Examples of Product Managers Turned CEOs
There is no “one” path to CEO, but a typical journey can take candidates through finance, operations or marketing. These roles provide unique business insights, but could fail to give professionals the hands-on, customer-centric experiences PMs get daily. Product management’s unique blend of technical, business, and interpersonal skills offers a more holistic foundation for leadership.
While moving from PM to CEO might seem like a lofty goal, it’s not without precedent, especially in more technical fields. Because of their close relationship with engineering teams, PMs can translate complex technical language into actionable business strategies. Tech fluency gives a product manager a strategic edge in STEM-driven industries, setting them apart as unique advocates for the entirety of the organization.
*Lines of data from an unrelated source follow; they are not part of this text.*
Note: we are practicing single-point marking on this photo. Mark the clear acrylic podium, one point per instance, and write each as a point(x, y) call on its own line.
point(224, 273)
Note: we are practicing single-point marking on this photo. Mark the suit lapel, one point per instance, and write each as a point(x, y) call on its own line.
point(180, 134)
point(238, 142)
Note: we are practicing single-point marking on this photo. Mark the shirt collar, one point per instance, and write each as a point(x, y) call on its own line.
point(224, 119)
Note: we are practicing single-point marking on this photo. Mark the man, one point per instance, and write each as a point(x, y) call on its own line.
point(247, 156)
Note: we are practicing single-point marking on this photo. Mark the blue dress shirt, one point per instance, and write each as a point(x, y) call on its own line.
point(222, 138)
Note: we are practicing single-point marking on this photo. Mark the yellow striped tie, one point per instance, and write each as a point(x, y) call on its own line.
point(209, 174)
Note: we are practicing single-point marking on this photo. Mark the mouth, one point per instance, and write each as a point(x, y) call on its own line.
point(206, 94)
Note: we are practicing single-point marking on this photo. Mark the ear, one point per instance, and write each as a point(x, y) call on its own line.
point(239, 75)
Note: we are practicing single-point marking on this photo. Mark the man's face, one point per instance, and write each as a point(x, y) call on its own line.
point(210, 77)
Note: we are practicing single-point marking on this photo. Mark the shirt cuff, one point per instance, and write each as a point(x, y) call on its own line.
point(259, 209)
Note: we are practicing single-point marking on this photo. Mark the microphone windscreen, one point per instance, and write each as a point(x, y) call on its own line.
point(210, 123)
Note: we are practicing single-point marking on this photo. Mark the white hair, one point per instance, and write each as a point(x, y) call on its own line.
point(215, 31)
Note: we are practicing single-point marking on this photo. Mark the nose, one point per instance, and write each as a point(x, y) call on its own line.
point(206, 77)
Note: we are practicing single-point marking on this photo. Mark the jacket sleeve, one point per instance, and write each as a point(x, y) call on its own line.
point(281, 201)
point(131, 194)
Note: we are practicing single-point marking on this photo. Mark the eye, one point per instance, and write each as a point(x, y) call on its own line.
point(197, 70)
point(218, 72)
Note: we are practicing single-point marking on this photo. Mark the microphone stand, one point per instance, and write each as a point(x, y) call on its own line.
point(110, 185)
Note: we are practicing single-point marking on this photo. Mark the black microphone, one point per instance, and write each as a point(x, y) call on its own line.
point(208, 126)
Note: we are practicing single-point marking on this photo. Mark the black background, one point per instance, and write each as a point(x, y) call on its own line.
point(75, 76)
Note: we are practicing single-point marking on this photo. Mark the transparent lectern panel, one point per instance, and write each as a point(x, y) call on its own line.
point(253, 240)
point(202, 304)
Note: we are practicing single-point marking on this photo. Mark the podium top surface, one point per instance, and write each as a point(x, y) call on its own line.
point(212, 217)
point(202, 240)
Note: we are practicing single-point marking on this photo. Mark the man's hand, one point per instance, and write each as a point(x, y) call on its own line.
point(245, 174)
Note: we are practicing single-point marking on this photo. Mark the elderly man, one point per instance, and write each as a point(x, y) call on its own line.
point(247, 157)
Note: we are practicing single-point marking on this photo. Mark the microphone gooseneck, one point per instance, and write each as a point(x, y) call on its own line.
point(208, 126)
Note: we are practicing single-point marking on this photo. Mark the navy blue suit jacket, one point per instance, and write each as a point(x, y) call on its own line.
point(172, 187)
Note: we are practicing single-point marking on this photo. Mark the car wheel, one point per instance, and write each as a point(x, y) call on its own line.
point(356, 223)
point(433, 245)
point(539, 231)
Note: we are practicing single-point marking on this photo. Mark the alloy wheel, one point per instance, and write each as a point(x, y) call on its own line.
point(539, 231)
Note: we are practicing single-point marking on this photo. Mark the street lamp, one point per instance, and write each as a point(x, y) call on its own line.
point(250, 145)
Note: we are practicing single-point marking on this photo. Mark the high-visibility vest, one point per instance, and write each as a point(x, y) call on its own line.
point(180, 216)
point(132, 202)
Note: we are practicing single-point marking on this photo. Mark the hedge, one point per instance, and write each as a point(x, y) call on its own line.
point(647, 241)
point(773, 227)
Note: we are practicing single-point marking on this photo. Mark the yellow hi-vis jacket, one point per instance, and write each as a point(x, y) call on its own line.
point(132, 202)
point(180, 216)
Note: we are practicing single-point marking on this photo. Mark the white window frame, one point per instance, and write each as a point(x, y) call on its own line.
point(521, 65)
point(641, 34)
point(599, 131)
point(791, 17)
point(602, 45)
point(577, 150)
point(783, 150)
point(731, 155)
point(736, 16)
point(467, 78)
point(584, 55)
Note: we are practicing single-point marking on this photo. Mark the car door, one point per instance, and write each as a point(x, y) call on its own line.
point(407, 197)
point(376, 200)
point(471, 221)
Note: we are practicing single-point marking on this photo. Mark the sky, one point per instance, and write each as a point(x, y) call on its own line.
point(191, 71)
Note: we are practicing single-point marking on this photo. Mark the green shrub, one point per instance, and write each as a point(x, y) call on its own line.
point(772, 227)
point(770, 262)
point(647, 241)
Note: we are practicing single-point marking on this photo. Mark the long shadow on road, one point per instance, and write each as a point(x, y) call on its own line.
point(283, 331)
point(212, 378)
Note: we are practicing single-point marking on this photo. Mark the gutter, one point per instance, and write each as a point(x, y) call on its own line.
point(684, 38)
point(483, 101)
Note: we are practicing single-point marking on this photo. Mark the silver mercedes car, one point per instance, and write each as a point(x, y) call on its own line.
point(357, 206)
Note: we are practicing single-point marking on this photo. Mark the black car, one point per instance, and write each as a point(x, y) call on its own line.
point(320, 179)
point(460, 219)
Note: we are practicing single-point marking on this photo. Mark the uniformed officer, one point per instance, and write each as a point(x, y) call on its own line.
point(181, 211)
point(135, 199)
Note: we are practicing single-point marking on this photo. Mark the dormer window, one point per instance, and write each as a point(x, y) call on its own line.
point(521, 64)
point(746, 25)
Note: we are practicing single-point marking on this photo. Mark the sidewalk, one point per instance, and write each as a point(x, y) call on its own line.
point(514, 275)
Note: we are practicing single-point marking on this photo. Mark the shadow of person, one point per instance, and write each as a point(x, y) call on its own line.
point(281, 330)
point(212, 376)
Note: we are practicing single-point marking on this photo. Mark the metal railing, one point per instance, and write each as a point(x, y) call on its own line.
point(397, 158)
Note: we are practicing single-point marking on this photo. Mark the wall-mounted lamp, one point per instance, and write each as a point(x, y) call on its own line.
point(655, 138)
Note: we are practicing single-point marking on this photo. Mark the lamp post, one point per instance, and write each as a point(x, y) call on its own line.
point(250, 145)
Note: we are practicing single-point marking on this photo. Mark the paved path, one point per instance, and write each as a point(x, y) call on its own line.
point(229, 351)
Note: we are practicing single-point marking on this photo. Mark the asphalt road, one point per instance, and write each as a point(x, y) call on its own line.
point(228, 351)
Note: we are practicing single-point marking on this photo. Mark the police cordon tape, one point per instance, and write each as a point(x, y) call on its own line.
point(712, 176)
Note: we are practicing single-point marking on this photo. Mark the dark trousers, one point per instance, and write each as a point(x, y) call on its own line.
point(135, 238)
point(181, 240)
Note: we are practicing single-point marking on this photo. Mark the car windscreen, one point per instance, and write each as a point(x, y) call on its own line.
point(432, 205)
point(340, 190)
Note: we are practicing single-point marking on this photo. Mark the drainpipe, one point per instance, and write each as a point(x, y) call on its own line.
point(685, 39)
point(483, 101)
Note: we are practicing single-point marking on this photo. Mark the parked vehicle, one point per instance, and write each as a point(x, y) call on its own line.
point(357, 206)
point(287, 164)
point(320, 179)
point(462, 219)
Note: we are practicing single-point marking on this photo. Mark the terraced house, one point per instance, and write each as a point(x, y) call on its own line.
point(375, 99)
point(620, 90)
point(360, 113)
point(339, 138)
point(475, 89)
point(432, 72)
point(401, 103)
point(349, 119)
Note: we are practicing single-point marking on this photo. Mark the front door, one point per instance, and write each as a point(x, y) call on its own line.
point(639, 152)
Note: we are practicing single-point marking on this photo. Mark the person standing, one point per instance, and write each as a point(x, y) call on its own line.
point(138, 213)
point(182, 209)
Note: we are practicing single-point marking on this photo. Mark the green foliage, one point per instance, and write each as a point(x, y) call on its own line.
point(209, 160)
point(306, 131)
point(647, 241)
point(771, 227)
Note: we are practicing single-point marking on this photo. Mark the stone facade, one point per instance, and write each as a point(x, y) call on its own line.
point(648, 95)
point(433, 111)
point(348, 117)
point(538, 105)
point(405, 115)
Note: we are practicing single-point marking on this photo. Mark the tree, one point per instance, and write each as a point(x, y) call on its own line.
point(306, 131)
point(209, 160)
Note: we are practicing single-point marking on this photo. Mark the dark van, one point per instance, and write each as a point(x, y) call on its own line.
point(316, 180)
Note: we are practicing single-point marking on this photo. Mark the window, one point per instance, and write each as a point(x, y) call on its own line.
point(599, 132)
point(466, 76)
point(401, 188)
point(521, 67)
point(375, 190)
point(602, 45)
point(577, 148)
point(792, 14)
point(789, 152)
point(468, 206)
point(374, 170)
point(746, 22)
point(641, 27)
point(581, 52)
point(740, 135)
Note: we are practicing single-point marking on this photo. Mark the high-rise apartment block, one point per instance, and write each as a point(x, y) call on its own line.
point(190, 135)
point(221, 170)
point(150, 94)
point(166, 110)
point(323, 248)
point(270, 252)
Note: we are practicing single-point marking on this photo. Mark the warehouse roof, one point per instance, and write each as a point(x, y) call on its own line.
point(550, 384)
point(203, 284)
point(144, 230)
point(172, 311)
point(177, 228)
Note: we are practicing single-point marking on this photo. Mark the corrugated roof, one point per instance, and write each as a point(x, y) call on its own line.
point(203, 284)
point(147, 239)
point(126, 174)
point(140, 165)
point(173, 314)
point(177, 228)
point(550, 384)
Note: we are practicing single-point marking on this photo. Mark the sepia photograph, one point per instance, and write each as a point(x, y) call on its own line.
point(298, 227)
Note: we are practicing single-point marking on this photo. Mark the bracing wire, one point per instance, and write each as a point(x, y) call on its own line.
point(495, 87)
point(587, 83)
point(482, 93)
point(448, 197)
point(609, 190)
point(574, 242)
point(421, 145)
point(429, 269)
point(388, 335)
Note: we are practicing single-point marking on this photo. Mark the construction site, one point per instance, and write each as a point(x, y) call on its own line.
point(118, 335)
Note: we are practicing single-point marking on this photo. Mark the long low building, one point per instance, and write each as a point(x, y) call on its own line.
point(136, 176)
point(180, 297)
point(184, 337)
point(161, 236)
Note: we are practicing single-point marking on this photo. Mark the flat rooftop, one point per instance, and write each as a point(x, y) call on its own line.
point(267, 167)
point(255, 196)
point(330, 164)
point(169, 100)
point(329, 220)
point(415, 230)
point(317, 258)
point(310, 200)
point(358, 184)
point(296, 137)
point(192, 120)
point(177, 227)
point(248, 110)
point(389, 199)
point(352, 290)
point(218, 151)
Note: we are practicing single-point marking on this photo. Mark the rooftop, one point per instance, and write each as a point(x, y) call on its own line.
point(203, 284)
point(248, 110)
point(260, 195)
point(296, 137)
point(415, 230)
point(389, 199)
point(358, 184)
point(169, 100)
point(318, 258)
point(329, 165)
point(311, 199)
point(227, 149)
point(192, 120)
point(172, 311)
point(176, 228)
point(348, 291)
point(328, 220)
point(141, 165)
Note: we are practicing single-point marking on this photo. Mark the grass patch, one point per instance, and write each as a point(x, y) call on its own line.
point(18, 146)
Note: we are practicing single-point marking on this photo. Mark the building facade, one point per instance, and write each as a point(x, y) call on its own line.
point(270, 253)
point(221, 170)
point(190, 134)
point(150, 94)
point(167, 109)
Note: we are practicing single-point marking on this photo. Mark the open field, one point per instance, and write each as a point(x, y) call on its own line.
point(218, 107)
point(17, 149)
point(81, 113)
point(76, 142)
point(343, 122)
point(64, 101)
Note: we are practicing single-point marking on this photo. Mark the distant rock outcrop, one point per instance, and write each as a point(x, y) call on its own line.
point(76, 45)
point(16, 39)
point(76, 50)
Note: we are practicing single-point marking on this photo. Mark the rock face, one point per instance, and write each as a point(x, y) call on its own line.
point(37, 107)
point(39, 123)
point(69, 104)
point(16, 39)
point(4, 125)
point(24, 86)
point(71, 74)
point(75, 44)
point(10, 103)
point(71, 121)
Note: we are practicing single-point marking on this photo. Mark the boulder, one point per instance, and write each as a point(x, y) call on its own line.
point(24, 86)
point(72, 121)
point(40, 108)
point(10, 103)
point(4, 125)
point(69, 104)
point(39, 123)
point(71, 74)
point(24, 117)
Some of the strongest technology companies today are helmed by product-focused leaders: Alphabet CEO Sundar Pichai began as a product manager, same with CEO of YouTube Neal Mohan and CEO of Microsoft Satya Nadella. Each of these successful leaders cut their teeth by managing complex products, fostering cross-functional collaboration and delivering user-centric innovations.
Pichai, for example, began as a product leader at Google, driving the development of the now commonplace Google Chrome. The ability to balance his technical expertise while driving overall business strategy is a key element in his rise to CEO, preparing him to take on the role by instilling a deep understanding of user needs and aligning them with company strategy.
Beyond just leadership and technical expertise, modern business requires agility, innovation and a customer-focused mindset: all areas that PMs specifically excel in. As organizations adapt to rapid technological change and shifting consumer expectations, the skills cultivated in product management become even more critical at the executive level.
How to Make the Leap From Product Manager to CEO
For those looking to lead from the top one day, product management creates unparalleled opportunities to build the required diverse skillset and leadership abilities that are required of an impactful CEO. PM is a role that forces professionals to think strategically, communicate clearly, and deliver results in a high-stakes environment.
What must change is the optics of product management trajectories — we can no longer treat the crucial role as a mid-level career path destined only for VP of product. By recognizing its potential as a stepping stone to the C-suite, we can redefine what it means to prepare for executive leadership.
Whether you’re leading a product team through a launch or a company through market turbulence, the objective is the same: customer-centricity, team alignment and execution on the strategic vision. Looking to accelerate the journey? Try product management. In today’s technology-inclined competitive market, it’s the ultimate CEO training ground.